Sullivan in a phone call with Israeli National Security Adviser Meir Ben-Shabbat “encouraged the Israeli government to pursue appropriate measures to ensure calm during Jerusalem Day commemorations.”
New confrontations broke out between Palestinians and Israeli police in parts of East Jerusalem on Sunday, including in Sheikh Jarrah and outside the walled Old City, as well as in Haifa, a mixed Arab-Jewish city in northern Israel at the height of the Muslim holy month of Ramadan.
The clashes have been sparked by the planned evictions of several Palestinian families from the Sheikh Jarrah neighborhood in East Jerusalem, an area captured by Israel in a 1967 war.
Israel’s attorney-general secured a deferment on Sunday of an Israeli Supreme Court hearing on the evictions, a session that had threatened to stoke more violence in the holy city and heighten international concern.

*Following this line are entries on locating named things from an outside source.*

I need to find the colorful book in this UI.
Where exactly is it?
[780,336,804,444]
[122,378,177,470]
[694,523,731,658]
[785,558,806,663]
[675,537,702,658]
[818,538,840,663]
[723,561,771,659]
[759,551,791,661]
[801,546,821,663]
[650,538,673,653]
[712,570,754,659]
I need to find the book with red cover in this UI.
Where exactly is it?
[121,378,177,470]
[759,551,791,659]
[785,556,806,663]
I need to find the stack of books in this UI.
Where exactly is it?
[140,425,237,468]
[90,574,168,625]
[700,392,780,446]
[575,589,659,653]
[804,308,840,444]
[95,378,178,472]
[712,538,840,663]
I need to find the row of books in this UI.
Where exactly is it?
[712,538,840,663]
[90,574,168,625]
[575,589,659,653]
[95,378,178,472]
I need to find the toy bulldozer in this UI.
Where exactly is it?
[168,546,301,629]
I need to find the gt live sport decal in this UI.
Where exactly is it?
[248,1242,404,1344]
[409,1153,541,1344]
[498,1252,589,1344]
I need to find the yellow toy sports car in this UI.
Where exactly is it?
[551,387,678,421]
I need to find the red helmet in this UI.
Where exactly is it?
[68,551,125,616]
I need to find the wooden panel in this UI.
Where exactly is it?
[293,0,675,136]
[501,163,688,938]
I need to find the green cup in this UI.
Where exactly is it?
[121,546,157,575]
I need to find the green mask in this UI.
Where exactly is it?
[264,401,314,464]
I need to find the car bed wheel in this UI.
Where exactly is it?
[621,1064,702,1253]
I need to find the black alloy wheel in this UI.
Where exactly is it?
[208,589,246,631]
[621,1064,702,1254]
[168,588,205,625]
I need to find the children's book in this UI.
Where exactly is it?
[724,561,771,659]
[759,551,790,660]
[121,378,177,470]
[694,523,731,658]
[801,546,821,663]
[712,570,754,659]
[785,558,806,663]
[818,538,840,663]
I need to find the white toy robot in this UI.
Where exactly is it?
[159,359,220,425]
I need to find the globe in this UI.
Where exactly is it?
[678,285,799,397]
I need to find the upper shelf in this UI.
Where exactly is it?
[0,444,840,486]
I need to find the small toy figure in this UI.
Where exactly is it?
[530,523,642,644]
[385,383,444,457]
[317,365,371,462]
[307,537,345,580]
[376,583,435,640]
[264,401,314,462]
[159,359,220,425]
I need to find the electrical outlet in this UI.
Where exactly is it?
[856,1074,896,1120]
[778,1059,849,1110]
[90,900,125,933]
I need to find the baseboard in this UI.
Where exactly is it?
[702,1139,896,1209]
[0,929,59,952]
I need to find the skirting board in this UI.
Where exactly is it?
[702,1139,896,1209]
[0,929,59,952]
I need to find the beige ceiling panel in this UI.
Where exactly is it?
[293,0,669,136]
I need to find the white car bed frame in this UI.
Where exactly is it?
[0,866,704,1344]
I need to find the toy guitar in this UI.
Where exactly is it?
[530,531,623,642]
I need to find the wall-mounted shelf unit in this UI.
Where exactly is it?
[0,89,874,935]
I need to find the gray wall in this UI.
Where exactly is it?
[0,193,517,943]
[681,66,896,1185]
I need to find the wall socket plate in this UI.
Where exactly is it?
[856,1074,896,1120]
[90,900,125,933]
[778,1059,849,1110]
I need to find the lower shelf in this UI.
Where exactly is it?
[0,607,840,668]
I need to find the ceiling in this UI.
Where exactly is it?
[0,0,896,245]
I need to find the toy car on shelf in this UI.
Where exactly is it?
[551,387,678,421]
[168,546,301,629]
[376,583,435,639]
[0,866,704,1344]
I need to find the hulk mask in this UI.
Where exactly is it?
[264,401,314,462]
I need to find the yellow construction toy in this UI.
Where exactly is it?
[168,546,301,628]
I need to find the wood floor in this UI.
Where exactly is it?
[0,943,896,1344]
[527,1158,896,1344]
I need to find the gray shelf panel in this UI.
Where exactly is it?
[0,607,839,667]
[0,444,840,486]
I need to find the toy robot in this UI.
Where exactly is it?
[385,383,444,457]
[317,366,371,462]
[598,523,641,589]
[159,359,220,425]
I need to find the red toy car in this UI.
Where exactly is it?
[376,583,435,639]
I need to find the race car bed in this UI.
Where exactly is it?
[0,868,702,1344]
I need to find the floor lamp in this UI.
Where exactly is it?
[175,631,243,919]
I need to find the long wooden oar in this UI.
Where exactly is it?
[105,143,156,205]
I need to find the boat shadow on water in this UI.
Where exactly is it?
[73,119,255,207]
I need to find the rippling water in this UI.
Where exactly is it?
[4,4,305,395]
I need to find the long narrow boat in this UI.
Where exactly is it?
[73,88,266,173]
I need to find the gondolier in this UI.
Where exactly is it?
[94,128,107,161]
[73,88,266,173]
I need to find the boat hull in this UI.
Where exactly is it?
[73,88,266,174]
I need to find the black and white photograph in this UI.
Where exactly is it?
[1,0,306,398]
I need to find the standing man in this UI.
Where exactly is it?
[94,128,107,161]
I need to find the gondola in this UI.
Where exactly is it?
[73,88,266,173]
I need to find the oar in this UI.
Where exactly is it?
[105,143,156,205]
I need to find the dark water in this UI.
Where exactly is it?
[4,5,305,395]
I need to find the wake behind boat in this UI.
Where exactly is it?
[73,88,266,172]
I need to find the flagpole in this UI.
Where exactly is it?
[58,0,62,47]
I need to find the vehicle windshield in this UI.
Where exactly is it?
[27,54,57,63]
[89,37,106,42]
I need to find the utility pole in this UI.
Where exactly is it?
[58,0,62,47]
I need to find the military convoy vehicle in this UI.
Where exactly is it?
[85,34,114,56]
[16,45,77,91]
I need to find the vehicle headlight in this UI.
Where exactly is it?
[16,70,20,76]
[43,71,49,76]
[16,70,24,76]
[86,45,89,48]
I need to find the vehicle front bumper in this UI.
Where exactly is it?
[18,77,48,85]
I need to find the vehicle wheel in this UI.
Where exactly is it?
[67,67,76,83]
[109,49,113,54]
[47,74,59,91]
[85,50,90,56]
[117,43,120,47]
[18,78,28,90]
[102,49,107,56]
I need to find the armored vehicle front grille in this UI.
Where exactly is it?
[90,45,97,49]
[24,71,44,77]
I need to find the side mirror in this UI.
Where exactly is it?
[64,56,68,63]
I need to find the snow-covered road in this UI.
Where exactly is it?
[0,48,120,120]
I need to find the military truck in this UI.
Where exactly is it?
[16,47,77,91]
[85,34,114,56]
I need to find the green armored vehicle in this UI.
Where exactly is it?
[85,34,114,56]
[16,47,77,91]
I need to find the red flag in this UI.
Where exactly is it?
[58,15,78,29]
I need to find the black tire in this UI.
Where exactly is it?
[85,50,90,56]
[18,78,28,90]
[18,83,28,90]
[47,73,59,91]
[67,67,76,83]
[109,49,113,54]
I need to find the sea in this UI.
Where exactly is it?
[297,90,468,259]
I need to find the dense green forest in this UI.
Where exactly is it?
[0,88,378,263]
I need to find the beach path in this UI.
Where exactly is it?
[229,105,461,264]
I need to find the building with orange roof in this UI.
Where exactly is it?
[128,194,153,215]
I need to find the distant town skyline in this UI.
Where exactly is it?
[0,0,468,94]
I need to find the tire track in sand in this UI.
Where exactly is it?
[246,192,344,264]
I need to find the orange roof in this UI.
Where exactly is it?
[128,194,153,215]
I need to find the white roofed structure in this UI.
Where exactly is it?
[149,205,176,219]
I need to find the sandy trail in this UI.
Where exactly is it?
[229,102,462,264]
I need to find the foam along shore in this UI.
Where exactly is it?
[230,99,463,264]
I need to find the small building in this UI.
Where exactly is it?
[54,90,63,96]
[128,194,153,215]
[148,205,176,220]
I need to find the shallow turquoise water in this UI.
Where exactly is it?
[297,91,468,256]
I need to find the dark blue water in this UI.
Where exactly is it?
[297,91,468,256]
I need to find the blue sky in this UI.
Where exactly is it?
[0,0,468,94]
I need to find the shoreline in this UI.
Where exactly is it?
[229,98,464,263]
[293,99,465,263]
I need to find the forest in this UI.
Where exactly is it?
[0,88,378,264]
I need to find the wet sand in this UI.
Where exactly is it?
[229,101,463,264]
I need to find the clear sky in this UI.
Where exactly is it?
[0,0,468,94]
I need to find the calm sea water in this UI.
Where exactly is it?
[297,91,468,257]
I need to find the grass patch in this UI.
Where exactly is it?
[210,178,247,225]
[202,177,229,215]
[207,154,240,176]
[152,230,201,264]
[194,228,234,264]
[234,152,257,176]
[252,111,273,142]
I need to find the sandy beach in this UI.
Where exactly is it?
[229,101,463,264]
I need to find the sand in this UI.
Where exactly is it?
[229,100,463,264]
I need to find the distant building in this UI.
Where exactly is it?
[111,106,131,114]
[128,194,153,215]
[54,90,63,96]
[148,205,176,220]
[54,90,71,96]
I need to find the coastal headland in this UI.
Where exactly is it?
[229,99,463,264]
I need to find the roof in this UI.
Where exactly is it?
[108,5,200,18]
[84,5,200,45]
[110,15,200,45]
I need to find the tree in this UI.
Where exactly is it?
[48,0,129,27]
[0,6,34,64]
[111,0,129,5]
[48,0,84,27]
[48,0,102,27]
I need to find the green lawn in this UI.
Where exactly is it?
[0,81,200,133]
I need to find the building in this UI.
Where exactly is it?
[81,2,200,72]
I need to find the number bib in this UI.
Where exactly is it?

“Mr. Sullivan also reiterated the United States’ serious concerns about the potential evictions of Palestinian families from their homes in the Sheikh Jarrah neighborhood,” the White House statement said.
Sullivan and Ben-Shabbat “agreed that the launching of rocket attacks and incendiary balloons from Gaza towards Israel is unacceptable and must be condemned,” the White House added.
It said Sullivan also expressed the Biden administration’s commitment to Israel’s security and to supporting peace and stability throughout the Middle East and would remain fully engaged in the days ahead to promote calm in Jerusalem.